Releasing Negativity

Once my attitude toward money shifted, it felt like a weight off my shoulders. I knew that I needed to do things in life to free me in the ways I wanted to be freed, but I also knew the idea of needing to do something that will make money was constantly getting in the way.

I’d repeat to myself the phrases I heard people repeatedly say, “just think about exactly how I’d live my life and what I’d do if money weren’t an issue,” and “do what you love and the money will come naturally.” This was a good exercise, but I still wasn’t able to separate myself from my attachment to the idea of needing to make more money. In other words, intellectually knowing and repeating these concepts did not solve the issue.

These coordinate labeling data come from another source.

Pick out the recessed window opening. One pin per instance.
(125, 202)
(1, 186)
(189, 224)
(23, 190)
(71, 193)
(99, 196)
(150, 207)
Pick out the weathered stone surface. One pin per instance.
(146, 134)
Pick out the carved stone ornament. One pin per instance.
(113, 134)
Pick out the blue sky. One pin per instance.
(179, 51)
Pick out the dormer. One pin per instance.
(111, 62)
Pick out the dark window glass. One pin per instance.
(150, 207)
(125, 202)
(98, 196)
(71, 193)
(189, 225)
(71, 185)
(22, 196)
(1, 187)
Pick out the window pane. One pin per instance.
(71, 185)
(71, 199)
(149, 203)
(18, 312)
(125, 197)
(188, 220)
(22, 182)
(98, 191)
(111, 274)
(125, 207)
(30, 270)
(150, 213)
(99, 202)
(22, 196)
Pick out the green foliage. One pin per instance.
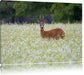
(61, 12)
(6, 9)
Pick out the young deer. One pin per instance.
(54, 33)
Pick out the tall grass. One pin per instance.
(22, 44)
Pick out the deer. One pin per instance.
(53, 33)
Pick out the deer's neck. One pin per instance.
(42, 32)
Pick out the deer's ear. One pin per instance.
(38, 21)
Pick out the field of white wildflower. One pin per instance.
(22, 44)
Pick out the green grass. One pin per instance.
(22, 44)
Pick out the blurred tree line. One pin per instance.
(57, 12)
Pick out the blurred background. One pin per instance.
(21, 12)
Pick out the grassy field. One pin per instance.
(22, 44)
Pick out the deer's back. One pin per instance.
(55, 32)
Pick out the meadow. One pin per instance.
(23, 44)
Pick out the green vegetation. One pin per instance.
(61, 12)
(22, 44)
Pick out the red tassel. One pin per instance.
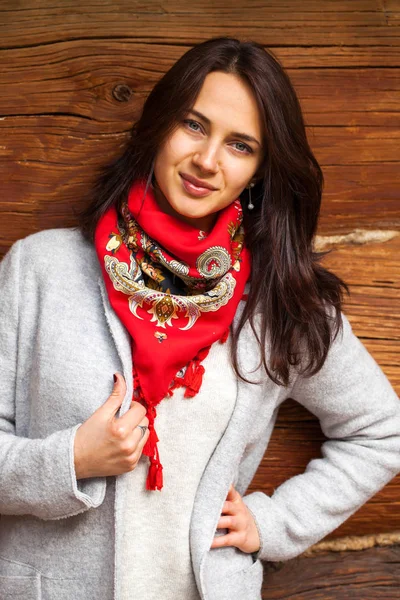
(194, 381)
(224, 337)
(154, 479)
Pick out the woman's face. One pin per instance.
(207, 148)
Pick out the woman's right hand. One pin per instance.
(108, 445)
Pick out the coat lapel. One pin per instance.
(219, 472)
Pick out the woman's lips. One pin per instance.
(194, 190)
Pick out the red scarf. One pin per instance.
(176, 290)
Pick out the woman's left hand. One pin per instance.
(237, 517)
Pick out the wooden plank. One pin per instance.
(372, 574)
(52, 78)
(300, 24)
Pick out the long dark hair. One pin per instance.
(292, 294)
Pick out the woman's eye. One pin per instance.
(189, 122)
(246, 149)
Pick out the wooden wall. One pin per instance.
(73, 79)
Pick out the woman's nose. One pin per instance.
(207, 158)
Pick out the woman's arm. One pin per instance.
(37, 476)
(359, 412)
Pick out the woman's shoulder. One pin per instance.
(58, 251)
(63, 237)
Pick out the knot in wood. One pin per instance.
(122, 92)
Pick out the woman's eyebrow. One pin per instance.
(244, 136)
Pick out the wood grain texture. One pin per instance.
(74, 78)
(372, 574)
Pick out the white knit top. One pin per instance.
(155, 549)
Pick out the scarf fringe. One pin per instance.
(192, 380)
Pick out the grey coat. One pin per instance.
(60, 343)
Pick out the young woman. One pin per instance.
(192, 280)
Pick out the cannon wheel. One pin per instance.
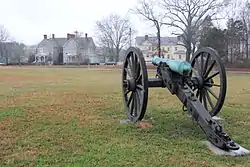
(211, 92)
(135, 84)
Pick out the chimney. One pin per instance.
(70, 36)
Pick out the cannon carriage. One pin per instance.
(192, 83)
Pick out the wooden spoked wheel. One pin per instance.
(135, 84)
(210, 74)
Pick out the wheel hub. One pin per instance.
(131, 84)
(198, 81)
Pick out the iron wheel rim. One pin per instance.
(209, 58)
(135, 96)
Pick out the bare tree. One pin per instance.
(114, 33)
(4, 37)
(187, 17)
(148, 10)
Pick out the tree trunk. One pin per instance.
(159, 41)
(188, 52)
(247, 45)
(117, 54)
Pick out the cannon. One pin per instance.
(192, 82)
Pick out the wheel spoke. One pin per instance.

But, once my thoughts began to shift from realizing I really did have enough as it is, I just need to make some lifestyle changes that will align better with my soul and get rid of this debt. But I have enough as it is, and I truly feel a contentment that has come from this realization. I can say with confidence now that I know what I truly want and I don’t feel the issue of money pressing on me anymore. And I feel confident that when I can fully align my lifestyle with how I feel it should be, nothing but more abundance, creativity, and happiness will come from it.

Energy In, Energy Out

You get the same energy out of the universe that you put into it. Just becoming aware of my negative thought patterns and feeling of lack made me realize what it was doing to me. Meditation and self-reflection also immensely helped. The guided meditations that Deepak Chopra offers speak exactly on this subject and they also helped me to realize where true abundance really comes from.

I now feel abundance in small things, like arranging beautiful healthy meals like a fruit platter of all various types of fruits and being able to fully enjoy it and appreciate that I’m able to feed myself well and make the same things for others. Of having a few amazing and loving relationships in my life and creating memories with them. Not that I didn’t appreciate these things before, but now I feel much more complete.

As mentioned in the beginning of this post, I’ve discovered for myself now that true abundance really does come first from the mind, and it will manifest outwardly eventually. It can be very difficult to feel free in the midst of not ideal external circumstances, for sure, but when you are free of negative thought patterns and look hopefully and positively toward the present and the future, nothing but good can come from it.